COLUMN 2020年3月14日

【受験生応援2020】地方出身東大生の上京体験記 ②県民寮編 「寮生同士の助け合いで不安解消」

 新入生の皆さん、こんにちは!新生活の準備は進んでいますか?特に地方出身の人は住まい選びが大学生活を送る上でとても重要になります。そこで今回は、さまざまな居住スタイルの選択をした地方出身の東大生の体験をご紹介します。2人目は県民寮に暮らす学生です。記事を読んで、自分に合った居住スタイルを考える際の参考にしてみてください!


 大学1年~2年の夏ごろまで、県民寮に住んでいました。
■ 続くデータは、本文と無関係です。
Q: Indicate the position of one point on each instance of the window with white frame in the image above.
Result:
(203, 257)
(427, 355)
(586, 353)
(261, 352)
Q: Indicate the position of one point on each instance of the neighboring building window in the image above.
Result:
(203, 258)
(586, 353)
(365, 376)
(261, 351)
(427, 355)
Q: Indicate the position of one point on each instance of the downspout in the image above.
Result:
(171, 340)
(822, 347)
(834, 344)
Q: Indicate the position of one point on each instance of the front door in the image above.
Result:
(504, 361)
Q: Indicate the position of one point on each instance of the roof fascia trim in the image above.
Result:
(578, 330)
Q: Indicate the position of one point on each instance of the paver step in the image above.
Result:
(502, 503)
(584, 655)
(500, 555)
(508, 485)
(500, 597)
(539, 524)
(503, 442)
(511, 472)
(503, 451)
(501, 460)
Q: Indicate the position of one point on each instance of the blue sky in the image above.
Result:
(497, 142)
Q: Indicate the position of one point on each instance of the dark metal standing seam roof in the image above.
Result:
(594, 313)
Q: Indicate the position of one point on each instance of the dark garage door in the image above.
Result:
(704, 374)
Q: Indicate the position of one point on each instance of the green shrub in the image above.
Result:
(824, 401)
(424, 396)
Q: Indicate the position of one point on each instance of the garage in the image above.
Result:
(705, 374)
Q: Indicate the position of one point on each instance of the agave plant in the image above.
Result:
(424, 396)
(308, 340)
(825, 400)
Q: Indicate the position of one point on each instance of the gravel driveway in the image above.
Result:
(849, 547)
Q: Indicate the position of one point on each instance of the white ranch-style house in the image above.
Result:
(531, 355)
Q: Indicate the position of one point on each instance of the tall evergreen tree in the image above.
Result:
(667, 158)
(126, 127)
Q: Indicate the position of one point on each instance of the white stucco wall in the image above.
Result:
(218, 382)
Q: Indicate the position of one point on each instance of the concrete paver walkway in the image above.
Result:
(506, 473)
この県民寮に住む寮生は皆、地元県内の高校出身者です。東大だけでなく首都圏のさまざまな大学に通う学生が集まっています。

 

 この県民寮を希望した動機は大きく三つあります。一つ目は、中高時代ずっと寮暮らしだったこと。純粋に寮生活が楽しいという思いもありましたし、寮生活のノウハウが分かっており、かつ必要な生活用品が既に手元にそろっていて活用できるという事情もありました。二つ目は食生活の問題。一人暮らしを始めた場合に食生活が乱れる可能性を母親から指摘され、少なくとも朝・夕食が付いている寮であれば心配ないだろうということでした。三つ目はこの県民寮に集まる学生の多様性です。大学も専門もバラバラな人たちが集まる環境はきっと刺激的に違いない、と考えました。県民寮は本郷キャンパスの近くにあったので前期教養課程では駒場キャンパスまでやや遠めの電車通いが続くことになりましたが、いずれは本郷に通うことになるから問題ないだろうと判断しました。

 

 寮への申し込みは2次試験前に行い、2次試験2日目の試験終了後に寮を見学、その1週間後に寮の面接試験がありました。晴れて寮の採用通知を受けたのは、高校の卒業式の最中。ちなみに、近しい同級生が他に2人ほど受かっていました。中高の寮生活が終わりその荷物一式が実家に届いたので、その中から新たに荷物を選別して東京に送るだけで良く、引っ越しの手間はかからず荷物の過不足なども特にありませんでした。私自身が上京したのは東大の新入生諸手続き当日のことです。あいにく奨学金の手続きミスで長引いてしまい入寮が遅くなりましたが、寮長や先輩方が温かく迎えてくれました。

 

 入寮して感じたのは、中高時代との自治体制や雰囲気の違いです。中高時代ほど生活習慣や持ち込み可能品などに関するルールに強い縛りはありませんが、かわりに先輩への挨拶や自治会議欠席に際しての誓約書提出、当番不履行に対する叱責など礼儀や形式を重視するところがあり、しばしば緊張感を抱くこともありました。それでも物の貸し借りや朝の起こし合いなどができ、五月祭への出店や新年会といった寮内の行事で同学年を中心に絆を深めることができました。寮生同士の物理的、精神的な助け合いが可能という点で、不安になりがちな新生活を寮からスタートするのも一つの良い選択肢だと思います。是非、検討してみてはいかがでしょうか?